BundleReader, Containers, and file IO

Thu Oct 25 07:25:52 BST 2007

Hi all, and especially Aaron,

As mentioned in a previous mail I have written an alternative to
ContainerReader, called ContainerPushParser.  ContainerPushParser works much
like the smart protocol decoding logic: it has an “accept_bytes” method which a
caller can use to stuff bytes into it, and a “read_pending_records” method to
retrieve the resulting records[1].

So I effectively have the logic for reading containers written twice, in two
slightly different ways.  It is possible to reimplement ContainerReader in terms
of ContainerPushParser (but not vice versa), but getting good performance is
non-trivial.  Currently the only non-test use of ContainerReader in the tree is
in BundleReader, which only uses the iter_records method.

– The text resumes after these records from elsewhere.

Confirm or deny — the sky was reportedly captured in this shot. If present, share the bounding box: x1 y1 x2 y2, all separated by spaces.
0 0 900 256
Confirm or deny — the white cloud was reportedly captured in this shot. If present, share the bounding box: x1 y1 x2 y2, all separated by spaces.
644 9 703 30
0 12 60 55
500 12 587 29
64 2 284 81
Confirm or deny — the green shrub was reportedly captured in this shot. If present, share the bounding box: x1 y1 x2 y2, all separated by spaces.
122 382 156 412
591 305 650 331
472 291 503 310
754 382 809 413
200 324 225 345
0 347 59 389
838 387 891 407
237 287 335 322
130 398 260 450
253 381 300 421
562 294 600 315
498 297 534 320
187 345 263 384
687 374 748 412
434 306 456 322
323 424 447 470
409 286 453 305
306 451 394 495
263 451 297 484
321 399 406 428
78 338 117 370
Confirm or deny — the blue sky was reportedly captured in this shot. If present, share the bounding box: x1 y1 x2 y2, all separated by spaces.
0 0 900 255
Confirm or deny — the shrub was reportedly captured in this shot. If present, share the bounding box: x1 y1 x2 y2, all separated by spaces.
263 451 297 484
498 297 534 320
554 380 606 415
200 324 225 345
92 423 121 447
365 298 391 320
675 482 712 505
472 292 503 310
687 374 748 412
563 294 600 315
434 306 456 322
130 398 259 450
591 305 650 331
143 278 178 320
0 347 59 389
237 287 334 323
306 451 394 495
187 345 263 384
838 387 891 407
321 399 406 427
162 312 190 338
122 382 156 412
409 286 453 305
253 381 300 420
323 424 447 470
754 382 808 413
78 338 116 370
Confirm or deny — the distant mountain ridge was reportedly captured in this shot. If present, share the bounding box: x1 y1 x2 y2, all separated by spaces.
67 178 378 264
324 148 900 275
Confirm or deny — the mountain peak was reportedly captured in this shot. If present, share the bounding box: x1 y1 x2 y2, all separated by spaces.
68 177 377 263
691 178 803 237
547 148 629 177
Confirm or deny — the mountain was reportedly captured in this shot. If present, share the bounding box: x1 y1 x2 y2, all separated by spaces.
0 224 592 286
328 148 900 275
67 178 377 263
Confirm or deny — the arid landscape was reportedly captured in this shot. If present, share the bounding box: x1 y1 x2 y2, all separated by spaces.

The bundle code conveniently has benchmarks to tell me if I'm making it worse.
So I'd like a replacement for the existing ContainerReader to be at least as
fast as the current implementation.

The current ContainerReader implementation never over-reads.  With a well-formed
container, it will never read even a single byte past the end-marker.  This can
matter if the file-like object being read from is actually a pipe; reading more
data than actually exists will cause a hang while the code blocks for data that
never arrives.  I've implemented a “ContainerPushParser.bytes_to_read” method
and an iter_records replacement on top of that that never over-reads.  With this
I can replace the existing ContainerReader, but the bundle benchmarks are mostly
a bit worse, some by up to 10%.  I don't think this is acceptable.

However, I'm not sure that for bundles we actually care about the requirement
that we never over-read; as far as I can tell, that code is just used with real
files that simply return '' when there are no more bytes available.  In this
case we don't need limit our reads to how much we are certain is safe to read,
and can simply keep pulling in e.g. 16K chunks (or more if we know we're reading
a large body).  The logic is simpler, and much faster.  The benchmarks are all
better than bzr.dev, and the “big_tree” ones are *twice* as fast!  

So, is this approach reasonable?

-Andrew.

[1]  I suspect passing a “record_parsed” callback may be slightly faster and
     more flexible than polling read_pending_records each time, but it's
     probably not a big difference.  read_pending_records is more convenient for
     now.